SPOJ Problem Set (classical)

4. Transform the Expression

Problem code: ONP

Transform the algebraic expression with brackets into RPN form (Reverse Polish Notation). Two-argument operators: +, -, *, /, ^ (priority from the lowest to the highest), brackets ( ). Operands: only letters: a,b,…,z. Assume that there is only one RPN form (no expressions like a*b*c).

Input

t [the number of expressions <= 100]
expression [length <= 400]
[other expressions]

Text grouped in [ ] does not appear in the input file.

Output

The expressions in RPN form, one per line.

Example

Input:
3
(a+(b*c))
((a+b)*(z+x))
((a+t)*((b+(a+c))^(c+d)))

Output:
abc*+
ab+zx+*
at+bac++cd+^*

———————–
贴代码啊贴代码~

#coding:utf-8
def main():
    expnum = input()
    explist = list()
    oplist = list(['+', '-', '*', '/', '^']) #priority: lowest to the highest
    for i in range(0, expnum):
        explist.append(raw_input())
    for exp in explist:
        opstack = list(['None'])
        ans = ''
        for ch in exp:
            if ch == '(':
                opstack.append(ch)
            elif ch == ')':
                while True:
                    top = opstack.pop()
                    if top == '(':
                        break
                    ans += top
            elif ch in oplist:
                top = opstack[-1]
                if top == 'None' or top == '(': #在这犯了个大错=。

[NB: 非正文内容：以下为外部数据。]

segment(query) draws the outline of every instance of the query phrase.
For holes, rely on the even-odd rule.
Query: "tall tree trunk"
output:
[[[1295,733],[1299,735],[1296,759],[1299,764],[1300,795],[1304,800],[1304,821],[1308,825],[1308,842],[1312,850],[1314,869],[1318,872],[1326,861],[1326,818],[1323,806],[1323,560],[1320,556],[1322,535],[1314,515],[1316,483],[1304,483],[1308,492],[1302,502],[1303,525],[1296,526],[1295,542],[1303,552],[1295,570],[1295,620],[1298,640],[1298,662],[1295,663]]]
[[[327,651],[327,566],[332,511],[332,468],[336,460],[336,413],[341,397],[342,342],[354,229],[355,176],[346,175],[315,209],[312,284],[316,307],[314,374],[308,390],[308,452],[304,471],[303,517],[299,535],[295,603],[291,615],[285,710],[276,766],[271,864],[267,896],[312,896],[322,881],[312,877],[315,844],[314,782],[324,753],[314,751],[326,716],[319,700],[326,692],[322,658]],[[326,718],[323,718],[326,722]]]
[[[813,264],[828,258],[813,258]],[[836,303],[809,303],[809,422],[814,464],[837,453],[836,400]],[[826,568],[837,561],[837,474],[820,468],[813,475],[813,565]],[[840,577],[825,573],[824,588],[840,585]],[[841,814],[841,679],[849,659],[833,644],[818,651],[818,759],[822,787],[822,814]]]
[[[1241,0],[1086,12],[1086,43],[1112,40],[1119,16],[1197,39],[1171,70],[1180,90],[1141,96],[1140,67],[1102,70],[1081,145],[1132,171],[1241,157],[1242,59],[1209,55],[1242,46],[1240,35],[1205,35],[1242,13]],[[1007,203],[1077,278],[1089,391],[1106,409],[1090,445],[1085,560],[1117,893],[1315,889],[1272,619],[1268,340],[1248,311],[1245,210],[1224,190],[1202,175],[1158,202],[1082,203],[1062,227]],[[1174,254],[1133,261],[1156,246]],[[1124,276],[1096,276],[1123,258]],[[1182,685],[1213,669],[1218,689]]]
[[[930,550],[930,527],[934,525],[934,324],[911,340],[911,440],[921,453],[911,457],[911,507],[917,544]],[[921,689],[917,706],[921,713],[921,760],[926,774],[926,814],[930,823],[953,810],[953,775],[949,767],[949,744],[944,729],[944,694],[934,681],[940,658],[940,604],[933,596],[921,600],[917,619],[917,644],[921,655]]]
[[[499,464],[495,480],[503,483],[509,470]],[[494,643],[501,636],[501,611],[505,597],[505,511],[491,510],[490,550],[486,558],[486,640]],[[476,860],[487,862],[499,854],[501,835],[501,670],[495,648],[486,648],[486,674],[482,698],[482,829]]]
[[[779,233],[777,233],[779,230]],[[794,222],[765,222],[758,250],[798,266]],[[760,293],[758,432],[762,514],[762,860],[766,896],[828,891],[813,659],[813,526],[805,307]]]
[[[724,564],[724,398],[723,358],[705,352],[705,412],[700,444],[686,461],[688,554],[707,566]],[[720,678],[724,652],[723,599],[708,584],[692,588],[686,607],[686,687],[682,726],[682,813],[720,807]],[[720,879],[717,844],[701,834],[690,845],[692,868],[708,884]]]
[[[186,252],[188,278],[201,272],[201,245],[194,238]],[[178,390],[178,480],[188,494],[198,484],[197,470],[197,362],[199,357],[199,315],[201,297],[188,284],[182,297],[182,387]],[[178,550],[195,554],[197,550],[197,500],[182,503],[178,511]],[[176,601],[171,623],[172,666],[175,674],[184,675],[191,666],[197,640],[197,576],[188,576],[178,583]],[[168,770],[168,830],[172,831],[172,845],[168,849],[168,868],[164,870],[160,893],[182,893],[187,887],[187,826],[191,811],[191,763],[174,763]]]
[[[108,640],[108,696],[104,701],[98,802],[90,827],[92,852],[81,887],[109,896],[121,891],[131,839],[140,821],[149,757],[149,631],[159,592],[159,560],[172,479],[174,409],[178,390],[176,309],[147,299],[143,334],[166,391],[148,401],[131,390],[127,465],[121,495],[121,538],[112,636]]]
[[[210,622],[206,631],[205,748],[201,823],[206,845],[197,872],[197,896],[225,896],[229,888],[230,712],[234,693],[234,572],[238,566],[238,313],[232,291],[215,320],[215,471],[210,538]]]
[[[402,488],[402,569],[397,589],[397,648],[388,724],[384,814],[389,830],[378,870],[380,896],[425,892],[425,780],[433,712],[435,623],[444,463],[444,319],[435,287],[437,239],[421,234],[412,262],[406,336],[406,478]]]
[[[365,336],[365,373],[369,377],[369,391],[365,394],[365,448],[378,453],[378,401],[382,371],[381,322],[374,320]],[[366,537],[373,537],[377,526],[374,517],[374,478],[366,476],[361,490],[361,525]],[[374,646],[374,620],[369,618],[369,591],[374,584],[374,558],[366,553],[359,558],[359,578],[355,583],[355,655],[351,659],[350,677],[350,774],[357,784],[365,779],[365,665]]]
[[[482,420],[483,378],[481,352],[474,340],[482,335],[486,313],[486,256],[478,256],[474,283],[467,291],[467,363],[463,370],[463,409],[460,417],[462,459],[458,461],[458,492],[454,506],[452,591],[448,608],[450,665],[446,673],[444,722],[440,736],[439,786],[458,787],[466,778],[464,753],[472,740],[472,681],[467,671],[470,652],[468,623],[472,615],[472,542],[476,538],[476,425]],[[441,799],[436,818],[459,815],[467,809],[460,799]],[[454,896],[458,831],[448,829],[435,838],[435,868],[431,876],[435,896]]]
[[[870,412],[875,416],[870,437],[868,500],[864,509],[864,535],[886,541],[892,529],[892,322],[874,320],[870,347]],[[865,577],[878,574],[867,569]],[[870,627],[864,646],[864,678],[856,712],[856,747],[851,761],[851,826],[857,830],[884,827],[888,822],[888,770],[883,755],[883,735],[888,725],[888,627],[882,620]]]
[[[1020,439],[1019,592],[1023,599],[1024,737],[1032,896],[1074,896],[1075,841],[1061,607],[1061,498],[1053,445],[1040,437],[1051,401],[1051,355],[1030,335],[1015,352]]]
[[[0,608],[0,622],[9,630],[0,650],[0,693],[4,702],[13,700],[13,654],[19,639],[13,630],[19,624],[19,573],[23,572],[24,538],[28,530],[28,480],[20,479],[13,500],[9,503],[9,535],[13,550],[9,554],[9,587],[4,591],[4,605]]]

=
                    opstack.append(ch)
                elif oplist.index(ch) > oplist.index(top):
                    opstack.append(ch)
                else:
                    ans += opstack.pop()
                    opstack.append(ch)
            elif 'a' <= ch <= 'z':
                ans += ch
            else:
                print 'Get an unexpected character !'
                return
        while True:
            top = opstack.pop()
            if top == 'None':
                break
            ans += top
        print ans

if __name__ == '__main__':
    main()

“#在这犯了个大错”那里一开始写成:

if top == 'None' or '(':

这把我纠结的…这个不清楚语法不能自以为pythonic额…

逻辑很简单,逆波兰表达法栈实现:
1.遇到字母直接输出
2.遇到”(“入栈
3.遇到”)”出栈直到出来”(”
4.遇到操作符先和栈顶比较
a.栈顶是操作符,则优先级小的放栈顶输出,把这个推进去,优先级大的直接输出
b.栈顶是”None”(栈底标识)或括号就直接入栈
5.最后玩完了清空栈直到”None”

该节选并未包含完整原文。